For those who would rather compute than visualize it, a series of tools is available for the computation of Q and Q_alt (PyPI, bio.tools), via the protein-mosaic-q package. Basic usage involves these lines:
from mosaicq import calculate_q, calculate_q_alt
q = calculate_q(“protein.pdb”)
q_alt = calculate_q_alt(“protein.cif”)
As stated before, Q covers the four main chemical families (hydrophobic, polar, acidic, basic). Q_alt extends the calculation to include the special amino acids. The library is built on top of Biopython and requires Python ≥ 3.9. This Colab notebook makes this possible with no local setup at all.

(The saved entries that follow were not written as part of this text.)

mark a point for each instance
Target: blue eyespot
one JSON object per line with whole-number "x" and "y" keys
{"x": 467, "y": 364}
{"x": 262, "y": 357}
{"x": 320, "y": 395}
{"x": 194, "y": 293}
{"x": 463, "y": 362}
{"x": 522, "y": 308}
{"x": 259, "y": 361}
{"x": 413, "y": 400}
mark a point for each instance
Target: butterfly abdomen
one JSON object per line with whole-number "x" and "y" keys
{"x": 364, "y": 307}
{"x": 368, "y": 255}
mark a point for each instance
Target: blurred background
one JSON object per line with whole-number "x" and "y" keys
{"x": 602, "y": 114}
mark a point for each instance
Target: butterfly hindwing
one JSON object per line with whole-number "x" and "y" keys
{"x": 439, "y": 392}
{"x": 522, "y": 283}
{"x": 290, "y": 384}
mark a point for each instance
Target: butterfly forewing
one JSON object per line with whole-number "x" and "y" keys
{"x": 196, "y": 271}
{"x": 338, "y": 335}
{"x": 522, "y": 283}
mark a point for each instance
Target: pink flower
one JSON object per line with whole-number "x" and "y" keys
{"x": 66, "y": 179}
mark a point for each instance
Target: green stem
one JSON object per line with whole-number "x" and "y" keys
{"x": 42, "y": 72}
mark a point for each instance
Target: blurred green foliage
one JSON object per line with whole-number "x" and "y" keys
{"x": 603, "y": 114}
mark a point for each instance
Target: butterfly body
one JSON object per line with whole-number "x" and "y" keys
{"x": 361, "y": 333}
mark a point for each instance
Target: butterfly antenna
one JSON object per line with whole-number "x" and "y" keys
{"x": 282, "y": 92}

The study has also been accepted and merged into the bioinformatics platform Galaxy Europe, within its section Proteomics. There, users can upload any pdb or mmCIF file, run the computation on the browser and download the Q, Q_alt and image results. The image repository is also registered with FAIRsharing, giving it a persistent, citable record (see references).
A few caveats are worth stating. The analysis covers X-ray structures only, which provide the highest resolution quality in comparison to other methods. But still, further studies need also to address structures obtained via other experimental techniques such as cryo-EM or NMR, or even 3D structures predicted computationally. On the other hand, even though the mathematical signal of the mosaic pattern is clear, especially in the context of biology, there is still some limited variation of the Q descriptor among proteins. Whether that small variation is simply statistical noise or has actually been selected in evolution remains an open question.
Ultimately, the tools developed are open for anyone to use and extend. Plenty of questions remain, especially concerning the biological role of the pattern and how it affects protein-protein interactions and interactions with other biomolecules. This is of interest because research in this field could eventually help in the design of protein-based drugs or drugs that target proteins. If you find the pattern interesting, or think you can come up with exceptions to it, the tools above are a good place to start.
References
[1] FAIRsharing.org, Proteins Mosaic Q Project Repository (2026), DOI: 10.25504/FAIRsharing.9f9f9c
[2] H. M. Berman et al., The Protein Data Bank (2000), Nucleic Acids Research 28(1):235–242
[3] P. J. A. Cock et al., Biopython: freely available Python tools for computational molecular biology and bioinformatics (2009), Bioinformatics 25(11):1422–1423
[4] Galaxy Europe, Protein Mosaic Q tool (2026), usegalaxy.eu
[5] Jmol Development Team, Jmol: an open-source Java viewer for chemical structures in 3D (2024), jmol.org
The library and source code are released under the MIT license.